Kerr, an artist and typographer with a background in traditional sign painting, was originally meant to paint a large-scale mural on the side of the four-storey Franklin Central Apartments.

“They didn’t like the direction I was taking and pulled out,” says Kerr. “Quite a lot of work had gone into it and I’ve been trying to find another wall ever since. It’s quite subjective what people want and what their expectations are. People are concerned about how their building could be reused in the future if they sold it.”

He’s dumbfounded by the challenge of finding a landlord or business owner willing to take up the offer of a decent lick of paint. “I don’t want to see the opportunity wasted,” he says. “It’s not necessarily me trying to get my fix or get the money, it’s about engaging with community and continuing to do artwork in the city.”

Ideally, the CBD surface needs to span approximately 150 square metres. “Something visible and in the public eye, in an area where people will appreciate it,” he says. The mural will reflect the area’s surroundings and community.

Kerr doesn’t lack skills or motivation. The University of South Australia Graphic Design graduate splits his time painting in Paris, Melbourne and Adelaide. He’s the man behind ‘Going Nowhere But Here’, a council-funded mural on Morphett Bridge, murals for Redbull Music Academy and recently produced the signage for Penfolds’ 2014 global branding.

He’s also applied his brush to some of the best bars, cafes and restaurants across town (Penfolds Estate, Sean’s Kitchen, La Buvette, Bank Street Social and Kutchi Deli Parwana to name a few) and is working on a commission to create contemporary murals at Coopers Alehouse in Gepps Cross. He also has a mentorship with Guildhouse to develop murals with Sydney-based artist Numskull.

Kerr believes Adelaide City Council could be more active in connecting artists with building owners. “There’s not really a platform to initiate these things or reach the public to find vacant space for public artwork.”

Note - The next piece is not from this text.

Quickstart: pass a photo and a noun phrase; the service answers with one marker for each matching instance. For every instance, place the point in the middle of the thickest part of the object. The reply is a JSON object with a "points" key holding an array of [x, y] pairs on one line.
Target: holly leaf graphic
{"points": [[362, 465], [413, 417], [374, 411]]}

When Broadsheet contacted Adelaide City Council for their thoughts, Clare Mockler – the general manager of City Culture and Community Services – told us they’re on the case. There’s a website in development, where building owners will be introduced to the works of street artists.

“At times it can be difficult for building owners to source appropriate artists and likewise for artists to find buildings for their work,” she says. “The portal will be online soon.”

Not soon enough for Kerr, who is keen to hear from anyone with a wall in need of a bit of colour and love.